Experts warn that without concerted efforts to reduce overfishing and restore depleted stocks, tuna stocks will continue to decline. Bluefin tuna in particular are prized by sushi chefs and the high demand for these fish has taken its toll in the Atlantic, Pacific and Southern Oceans.
Bluefin tuna are slow to mature and many fisheries are catching young bluefin tuna that haven’t had a chance to reproduce. Bluefin are also highly migratory, which means many nations, including the U.S. and Japan, need to cooperate on management plans to maintain global populations. Unfortunately, this hasn’t happened, though there were signs of progress for Pacific bluefin in late 2010, based on an agreement by the Western and Central Pacific Fisheries Commission. In the Atlantic, the bluefin tuna fishery is managed through the International Commission for the Conservation of Atlantic Tunas.
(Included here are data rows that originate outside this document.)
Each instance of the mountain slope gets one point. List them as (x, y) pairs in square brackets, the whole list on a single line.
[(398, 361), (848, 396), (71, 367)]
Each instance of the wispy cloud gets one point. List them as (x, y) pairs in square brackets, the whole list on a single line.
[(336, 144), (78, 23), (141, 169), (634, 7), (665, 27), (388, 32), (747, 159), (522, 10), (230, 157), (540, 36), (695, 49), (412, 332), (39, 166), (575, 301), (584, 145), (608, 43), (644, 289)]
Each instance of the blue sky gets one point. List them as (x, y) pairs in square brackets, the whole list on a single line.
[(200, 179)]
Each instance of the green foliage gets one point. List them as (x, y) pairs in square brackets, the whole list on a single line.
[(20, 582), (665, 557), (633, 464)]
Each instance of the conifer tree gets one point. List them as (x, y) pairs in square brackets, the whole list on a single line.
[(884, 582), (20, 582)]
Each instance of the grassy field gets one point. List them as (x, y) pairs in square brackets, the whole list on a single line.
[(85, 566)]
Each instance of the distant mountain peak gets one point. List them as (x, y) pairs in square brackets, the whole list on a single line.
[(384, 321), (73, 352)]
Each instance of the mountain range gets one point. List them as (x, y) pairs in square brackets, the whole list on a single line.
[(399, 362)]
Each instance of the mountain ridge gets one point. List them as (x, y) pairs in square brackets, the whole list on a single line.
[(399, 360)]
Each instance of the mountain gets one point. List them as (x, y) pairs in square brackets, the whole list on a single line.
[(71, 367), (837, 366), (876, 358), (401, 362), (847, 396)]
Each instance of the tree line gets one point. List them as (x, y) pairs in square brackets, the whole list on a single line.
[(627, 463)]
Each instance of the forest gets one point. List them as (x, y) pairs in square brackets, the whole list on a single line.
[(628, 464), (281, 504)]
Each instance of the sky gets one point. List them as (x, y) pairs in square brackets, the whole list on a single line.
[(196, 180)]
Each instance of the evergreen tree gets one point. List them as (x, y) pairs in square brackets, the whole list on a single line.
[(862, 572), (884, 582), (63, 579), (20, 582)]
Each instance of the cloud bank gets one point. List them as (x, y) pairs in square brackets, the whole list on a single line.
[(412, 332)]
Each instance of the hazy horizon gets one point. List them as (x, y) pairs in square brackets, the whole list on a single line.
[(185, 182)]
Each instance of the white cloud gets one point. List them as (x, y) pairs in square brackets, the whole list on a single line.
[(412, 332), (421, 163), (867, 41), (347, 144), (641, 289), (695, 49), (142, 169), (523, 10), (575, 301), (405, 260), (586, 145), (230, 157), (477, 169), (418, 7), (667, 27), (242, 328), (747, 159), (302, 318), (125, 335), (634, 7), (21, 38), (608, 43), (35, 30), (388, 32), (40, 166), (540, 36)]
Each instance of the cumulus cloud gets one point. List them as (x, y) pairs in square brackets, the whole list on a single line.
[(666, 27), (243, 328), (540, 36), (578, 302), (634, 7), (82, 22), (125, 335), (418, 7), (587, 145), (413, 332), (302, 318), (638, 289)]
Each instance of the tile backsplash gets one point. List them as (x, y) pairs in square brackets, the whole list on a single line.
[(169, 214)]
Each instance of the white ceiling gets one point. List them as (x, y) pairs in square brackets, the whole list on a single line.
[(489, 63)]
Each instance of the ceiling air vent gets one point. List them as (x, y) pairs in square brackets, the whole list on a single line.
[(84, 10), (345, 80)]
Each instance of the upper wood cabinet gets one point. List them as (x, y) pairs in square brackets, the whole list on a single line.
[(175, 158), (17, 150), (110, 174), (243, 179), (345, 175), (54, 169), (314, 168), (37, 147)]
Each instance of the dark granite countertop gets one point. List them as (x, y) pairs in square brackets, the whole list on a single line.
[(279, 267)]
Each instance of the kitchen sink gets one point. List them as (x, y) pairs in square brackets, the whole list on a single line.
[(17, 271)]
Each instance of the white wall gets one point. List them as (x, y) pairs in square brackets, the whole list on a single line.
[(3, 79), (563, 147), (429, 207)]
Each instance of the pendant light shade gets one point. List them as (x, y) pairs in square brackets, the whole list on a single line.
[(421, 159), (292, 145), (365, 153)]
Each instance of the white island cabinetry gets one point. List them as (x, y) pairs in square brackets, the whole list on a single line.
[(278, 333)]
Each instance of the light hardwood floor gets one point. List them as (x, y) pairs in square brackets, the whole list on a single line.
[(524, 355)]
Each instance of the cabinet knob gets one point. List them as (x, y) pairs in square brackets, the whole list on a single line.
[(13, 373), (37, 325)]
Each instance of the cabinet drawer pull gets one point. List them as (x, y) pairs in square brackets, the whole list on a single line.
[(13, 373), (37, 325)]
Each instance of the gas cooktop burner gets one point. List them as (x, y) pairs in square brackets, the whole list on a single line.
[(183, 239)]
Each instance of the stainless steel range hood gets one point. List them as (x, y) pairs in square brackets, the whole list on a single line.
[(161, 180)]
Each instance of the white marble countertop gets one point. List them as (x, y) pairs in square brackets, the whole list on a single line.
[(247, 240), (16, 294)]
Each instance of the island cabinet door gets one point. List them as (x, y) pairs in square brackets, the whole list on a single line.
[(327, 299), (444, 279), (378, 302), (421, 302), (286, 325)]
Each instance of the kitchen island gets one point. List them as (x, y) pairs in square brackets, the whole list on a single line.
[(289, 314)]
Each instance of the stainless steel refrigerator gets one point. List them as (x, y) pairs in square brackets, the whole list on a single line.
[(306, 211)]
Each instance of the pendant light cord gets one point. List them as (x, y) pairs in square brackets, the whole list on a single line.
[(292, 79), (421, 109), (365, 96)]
In addition, bluefin are often caught with longlines that are up to three miles long, with thousands of hooks. These result in large bycatch, including threatened or endangered sea turtles, contributing heavily to the decline of some of these species.
Bluefin tuna ranching is also becoming common, where small bluefin are brought from the wild and fattened in open net pens. This further depletes bluefin stocks, and uses large quantities of fish as feed. Closed lifecycle aquaculture is also being developed, where bluefin are raised from egg to adult in captivity. But this has many of the same issues as ranching, notably the large amount of forage fish required as feed. All types of bluefin are on the Seafood Watch "Avoid" list.